无法在Kubernetes容器内使用纱线创建Spark会话 [英] Can't create spark session using yarn inside kubernetes pod

查看:84
本文介绍了无法在Kubernetes容器内使用纱线创建Spark会话的处理方法,对大家解决问题具有一定的参考价值,需要的朋友们下面随着小编来一起学习吧!

问题描述

我有一个安装了spark客户端的kubernetes容器.

I have a kubernetes pod with spark client installed.

bash-4.2# spark-shell --version
Welcome to
      ____              __
     / __/__  ___ _____/ /__
    _\ \/ _ \/ _ `/ __/  '_/
   /___/ .__/\_,_/_/ /_/\_\   version 2.1.1.2.6.2.0-205
      /_/

Using Scala version 2.11.8, Java HotSpot(TM) 64-Bit Server VM, 1.8.0_144
Branch HEAD
Compiled by user jenkins on 2017-08-26T09:32:23Z
Revision a2efc34efde0fd268a9f83ea1861bd2548a8c188
Url git@github.com:hortonworks/spark2.git
Type --help for more information.
bash-4.2#

我可以使用以下命令在客户端和集群模式下成功提交Spark作业:

I can submit a spark job successfully under client and cluster mode using these commands:

${SPARK_HOME}/bin/spark-submit --conf spark.yarn.appMasterEnv.PYSPARK_PYTHON=$PYTHONPATH:/usr/local/spark/python:/usr/local/spark/python/lib/py4j-0.10.4-src.zip --master yarn --deploy-mode client --num-executors 50 --executor-cores 4 --executor-memory 3G  --driver-memory 6G my_python_script.py --config=configurations/sandbox.yaml --startdate='2019-01-01' --enddate='2019-08-01'
${SPARK_HOME}/bin/spark-submit --class org.apache.spark.examples.SparkPi --master yarn --deploy-mode cluster --num-executors 3 --driver-memory 512m --executor-memory 512m --executor-cores 1 ${SPARK_HOME}/lib/spark-examples*.jar 10

但是每当我使用以下任何一项开始会话时:

But whenever I start a session using any of these:

spark-shell --master yarn
pyspark --master yarn

它挂起并因以下错误而超时:

It hangs and times out with this error:

org.apache.spark.SparkException: Yarn application has already ended! It might have been killed or unable to launch application master.

我们还有另一个python脚本,需要创建一个Spark会话.该脚本上的代码是:

We have another python script that needs to create a spark session. The code on that script is:

from pyspark import SparkConf
from pyspark.sql import SparkSession
conf = SparkConf()
conf.setAll(configs.items())
spark = SparkSession.builder.config(conf=conf).enableHiveSupport().getOrCreate()

不确定是否还有其他地方可以检查.这是我们第一次从kubernetes集群内部启动Spark连接.在普通虚拟机中启动Spark会话可以正常工作.不知道在网络连接方面有什么区别.这让我感到困惑,我能够在上方提交Spark作业,但无法创建Spark会话.
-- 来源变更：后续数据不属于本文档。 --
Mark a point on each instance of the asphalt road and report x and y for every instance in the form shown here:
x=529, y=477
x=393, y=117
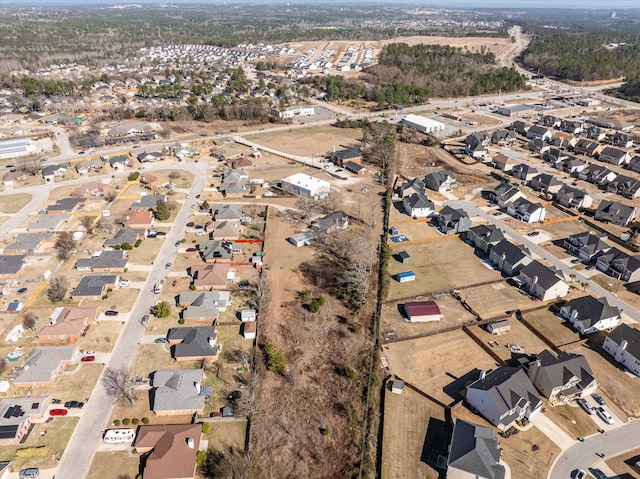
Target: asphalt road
x=473, y=210
x=583, y=454
x=87, y=437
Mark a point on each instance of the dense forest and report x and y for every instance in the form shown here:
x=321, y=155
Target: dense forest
x=406, y=75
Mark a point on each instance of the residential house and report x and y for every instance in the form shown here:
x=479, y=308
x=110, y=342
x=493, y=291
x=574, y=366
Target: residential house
x=43, y=366
x=418, y=206
x=66, y=205
x=614, y=156
x=623, y=343
x=28, y=243
x=589, y=315
x=104, y=262
x=537, y=132
x=353, y=153
x=93, y=287
x=587, y=147
x=509, y=258
x=484, y=237
x=48, y=223
x=542, y=282
x=546, y=183
x=503, y=137
x=215, y=251
x=503, y=162
x=619, y=265
x=200, y=307
x=626, y=186
x=126, y=235
x=526, y=211
x=139, y=219
x=504, y=193
x=177, y=392
x=525, y=172
x=441, y=181
x=194, y=343
x=229, y=213
x=586, y=245
x=415, y=185
x=49, y=173
x=11, y=265
x=614, y=212
x=338, y=220
x=17, y=416
x=223, y=230
x=571, y=197
x=211, y=276
x=150, y=156
x=504, y=396
x=474, y=453
x=562, y=378
x=68, y=324
x=597, y=174
x=172, y=450
x=453, y=221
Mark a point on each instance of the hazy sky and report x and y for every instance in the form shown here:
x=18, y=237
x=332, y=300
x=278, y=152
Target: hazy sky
x=583, y=4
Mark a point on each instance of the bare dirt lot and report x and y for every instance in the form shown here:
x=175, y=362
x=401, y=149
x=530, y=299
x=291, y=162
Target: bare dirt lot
x=415, y=432
x=437, y=364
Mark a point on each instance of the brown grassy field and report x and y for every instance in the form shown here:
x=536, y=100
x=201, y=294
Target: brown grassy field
x=415, y=432
x=437, y=364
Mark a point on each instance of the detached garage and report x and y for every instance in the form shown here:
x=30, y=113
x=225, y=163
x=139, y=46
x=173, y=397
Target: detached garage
x=422, y=311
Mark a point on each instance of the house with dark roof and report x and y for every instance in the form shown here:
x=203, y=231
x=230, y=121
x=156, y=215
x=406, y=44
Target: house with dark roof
x=126, y=235
x=615, y=212
x=615, y=156
x=619, y=265
x=504, y=396
x=562, y=378
x=93, y=287
x=474, y=453
x=504, y=193
x=169, y=451
x=11, y=265
x=441, y=181
x=546, y=183
x=484, y=237
x=623, y=343
x=43, y=366
x=586, y=245
x=194, y=343
x=17, y=415
x=176, y=392
x=509, y=258
x=104, y=262
x=211, y=276
x=453, y=221
x=626, y=186
x=418, y=206
x=415, y=185
x=338, y=220
x=526, y=211
x=589, y=315
x=542, y=282
x=571, y=197
x=203, y=306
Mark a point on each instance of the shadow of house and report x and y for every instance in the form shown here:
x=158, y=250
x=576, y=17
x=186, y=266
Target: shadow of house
x=436, y=442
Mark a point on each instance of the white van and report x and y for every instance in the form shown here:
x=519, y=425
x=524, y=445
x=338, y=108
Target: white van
x=114, y=436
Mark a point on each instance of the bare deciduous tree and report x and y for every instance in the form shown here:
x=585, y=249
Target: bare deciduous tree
x=65, y=245
x=118, y=385
x=58, y=288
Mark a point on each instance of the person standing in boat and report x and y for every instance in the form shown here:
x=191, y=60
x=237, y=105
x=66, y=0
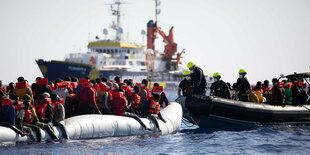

Not sure where else to check. This is the first time we are initiating a spark connection from inside a kubernetes cluster. Getting a spark session inside a normal virtual machine works fine. Not sure what is the difference in terms of network connection. It also puzzles me that I was able to submit a spark job above but unable to create a spark session.

任何想法和想法都受到高度赞赏.预先感谢.

Any thoughts and ideas is highly appreciated. Thanks in advance.

推荐答案

在客户端模式下,Spark Driver进程正在您的计算机上运行,​​执行程序在Yarn节点上运行(spark-shell和pyspark提交客户端模式会话).驱动程序和执行程序进行通信的过程应该能够通过网络在两个方向上相互连接.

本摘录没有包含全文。